So maybe.. but hear me out for a minute.

I'm assuming by Legal FAQ you're referring to the previously asked questions page https://www.apache.org/legal/resolved

In that page, LGPL is bundled into the same Cat-X as Amazon Software License.  We recently established that it was OK to use Amazon Software License.

Second, in the case i have, the LPGL dependency is not included in the product.  If you were to use maven, ivy, etc to download the convenience binary dependency it would include its transitive dependencies as separate downloads.  Its not packaged as part of the binary product.

In addition, when I think of product in the realm of Apache, I'm thinking of the source code release.  I'm not sure if there's another definition we use.  There would be no LGPL source code in the product.

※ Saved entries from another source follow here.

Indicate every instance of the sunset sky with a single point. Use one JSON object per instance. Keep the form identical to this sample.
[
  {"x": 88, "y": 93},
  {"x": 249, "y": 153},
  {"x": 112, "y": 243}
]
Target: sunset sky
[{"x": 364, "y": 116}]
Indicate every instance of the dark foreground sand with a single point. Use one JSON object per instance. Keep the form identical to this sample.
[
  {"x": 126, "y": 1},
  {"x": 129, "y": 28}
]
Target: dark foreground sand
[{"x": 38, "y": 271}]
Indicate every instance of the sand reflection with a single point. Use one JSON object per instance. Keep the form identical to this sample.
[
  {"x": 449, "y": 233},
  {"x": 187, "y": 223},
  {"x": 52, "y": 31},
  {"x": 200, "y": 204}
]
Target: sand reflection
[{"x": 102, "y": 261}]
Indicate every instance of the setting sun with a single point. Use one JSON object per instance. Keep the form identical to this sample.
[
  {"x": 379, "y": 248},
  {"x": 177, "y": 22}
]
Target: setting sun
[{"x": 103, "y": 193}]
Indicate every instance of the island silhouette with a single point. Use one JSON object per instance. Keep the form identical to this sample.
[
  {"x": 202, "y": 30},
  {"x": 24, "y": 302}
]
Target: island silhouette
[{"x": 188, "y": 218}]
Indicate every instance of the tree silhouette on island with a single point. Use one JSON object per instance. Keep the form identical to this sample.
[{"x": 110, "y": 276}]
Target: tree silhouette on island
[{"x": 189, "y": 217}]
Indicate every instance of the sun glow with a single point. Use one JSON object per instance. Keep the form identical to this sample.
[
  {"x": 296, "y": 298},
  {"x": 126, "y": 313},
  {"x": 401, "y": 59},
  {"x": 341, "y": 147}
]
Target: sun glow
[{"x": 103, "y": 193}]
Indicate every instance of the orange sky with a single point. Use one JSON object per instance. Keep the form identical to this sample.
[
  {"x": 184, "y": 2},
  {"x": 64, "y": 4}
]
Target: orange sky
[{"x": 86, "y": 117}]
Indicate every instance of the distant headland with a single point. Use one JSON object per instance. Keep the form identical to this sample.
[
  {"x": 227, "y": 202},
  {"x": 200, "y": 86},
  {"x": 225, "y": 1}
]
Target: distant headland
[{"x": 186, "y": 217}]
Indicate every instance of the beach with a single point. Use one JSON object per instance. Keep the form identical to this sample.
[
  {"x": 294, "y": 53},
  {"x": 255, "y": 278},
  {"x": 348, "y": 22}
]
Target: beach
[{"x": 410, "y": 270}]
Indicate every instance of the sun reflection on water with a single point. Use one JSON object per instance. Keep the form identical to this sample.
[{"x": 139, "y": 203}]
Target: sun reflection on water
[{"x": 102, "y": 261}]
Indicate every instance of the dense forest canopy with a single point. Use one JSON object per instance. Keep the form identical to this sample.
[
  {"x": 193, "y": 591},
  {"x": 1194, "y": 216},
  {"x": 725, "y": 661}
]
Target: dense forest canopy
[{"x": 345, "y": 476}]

On Fri, Dec 2, 2016 at 9:01 AM Apache <ralph.goers@dslextreme.com> wrote:
This is answered on the legal FAQ.  The one point you are missing is: will the majority of your users want to use the optional dependency? If they do then it may not really be all that optional.

Ralph

On Nov 29, 2016, at 12:51 PM, John D. Ament <johndament@apache.org> wrote:

Hi,

I raised this legal ticket https://issues.apache.org/jira/browse/LEGAL-280 due to the outcome of a recent discussion around the Amazon Software LIcense, which was deemed OK for optional dependencies specifically designed for use within AWS.

I'd like to know if this can be expanded to handle any Cat-X dependency or if its something special about the ASL's field of use restriction that allows it? for instance, if I have source code fully apache licensed that compiles against a dynamically linked LGPL library, can that source code be distributed, and can I produce binaries that are non-inclusive of those LGPL libraries as long as:

- Its clear to the user they need to pull in the LGPL dependency
- Its an optional module - its adding something specifically around that LGPL library's usage.